StroCDB Home
Introduction Methods Web-only Data Figures Classification Search BLAST

Bioinformatics


Sequence Analysis

DNA sequences and conceptual translations were compared in-house with known nucleotide and protein sequences using the BLAST (Basic Local Alignment Search Tool) algorithm (blastn for nucleotide and blastx for protein databases). Six publicly-accessible databases were searched: SwissProt, Genbank non-redundant (nr) protein, Genbank nr nucleotide, dbEST expressed sequence tags, and the murine and human DoTS databases of transcribed sequences. The DoTS databases have been coalesced into Allgenes. Sequences were also compared with those in StroCDB itself as a measure of internal redundancy. Potential open reading frames (ORFs) were located using ORF Finder.

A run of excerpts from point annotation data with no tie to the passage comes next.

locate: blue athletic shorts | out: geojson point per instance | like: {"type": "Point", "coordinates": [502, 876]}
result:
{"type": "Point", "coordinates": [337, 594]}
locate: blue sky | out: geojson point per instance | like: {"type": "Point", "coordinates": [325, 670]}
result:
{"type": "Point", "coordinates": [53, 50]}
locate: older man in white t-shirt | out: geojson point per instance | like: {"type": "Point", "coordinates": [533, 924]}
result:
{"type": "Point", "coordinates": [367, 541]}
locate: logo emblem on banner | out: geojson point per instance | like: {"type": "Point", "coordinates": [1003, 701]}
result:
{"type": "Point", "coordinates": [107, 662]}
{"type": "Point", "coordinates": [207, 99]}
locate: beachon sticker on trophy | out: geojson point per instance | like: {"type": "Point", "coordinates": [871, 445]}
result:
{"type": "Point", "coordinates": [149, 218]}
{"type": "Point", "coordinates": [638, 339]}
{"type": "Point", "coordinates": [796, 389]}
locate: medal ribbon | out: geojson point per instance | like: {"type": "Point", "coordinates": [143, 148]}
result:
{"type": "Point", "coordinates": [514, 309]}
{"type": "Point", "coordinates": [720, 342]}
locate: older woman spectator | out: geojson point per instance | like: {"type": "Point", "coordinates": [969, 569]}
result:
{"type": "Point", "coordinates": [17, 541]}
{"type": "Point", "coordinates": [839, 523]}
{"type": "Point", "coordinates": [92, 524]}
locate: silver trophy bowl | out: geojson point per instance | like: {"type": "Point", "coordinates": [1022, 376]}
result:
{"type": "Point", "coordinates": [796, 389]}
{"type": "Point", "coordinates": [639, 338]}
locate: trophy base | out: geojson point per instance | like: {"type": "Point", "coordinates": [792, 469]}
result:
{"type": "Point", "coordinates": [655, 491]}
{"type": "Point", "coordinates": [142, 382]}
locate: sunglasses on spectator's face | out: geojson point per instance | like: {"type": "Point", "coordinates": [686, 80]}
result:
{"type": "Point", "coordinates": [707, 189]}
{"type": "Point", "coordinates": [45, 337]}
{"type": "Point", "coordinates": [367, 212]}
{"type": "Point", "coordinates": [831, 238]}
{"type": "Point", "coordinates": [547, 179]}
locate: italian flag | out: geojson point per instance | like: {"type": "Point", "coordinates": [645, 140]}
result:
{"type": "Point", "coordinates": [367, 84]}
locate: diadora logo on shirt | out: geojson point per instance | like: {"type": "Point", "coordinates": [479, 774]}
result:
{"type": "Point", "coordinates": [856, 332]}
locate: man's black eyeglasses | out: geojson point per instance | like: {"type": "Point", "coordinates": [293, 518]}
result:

Protein motif searches were performed using four different motif identification programs: Prosite, Pfam, Prodom, and SMART. Transmembrane helices were detected using the TMPred server and potential signal peptides were detected with SignalP. Categorization of sequence homology was based on the following criteria: 1) Exact match, identity to a published mouse protein; 2) Homolog: near-identity to a published protein from a species other than mouse; 3) Family Member: homology indicating relatedness to a described protein family; 4) EST only: no extensive homology to any published or characterized protein, but identity to expressed sequence tags from mouse or another species; 5) No Match: no extensive homology to any nucleotide or protein sequence in any of the public databases.

Database Architecture

The StroCDB database is a relational database with MySQL as the database manager. It contains all primary sequence data, results of bioinformatic analyses, and array expression results. The database architecture allows incorporation of new expression data or results of other experiments as they become available.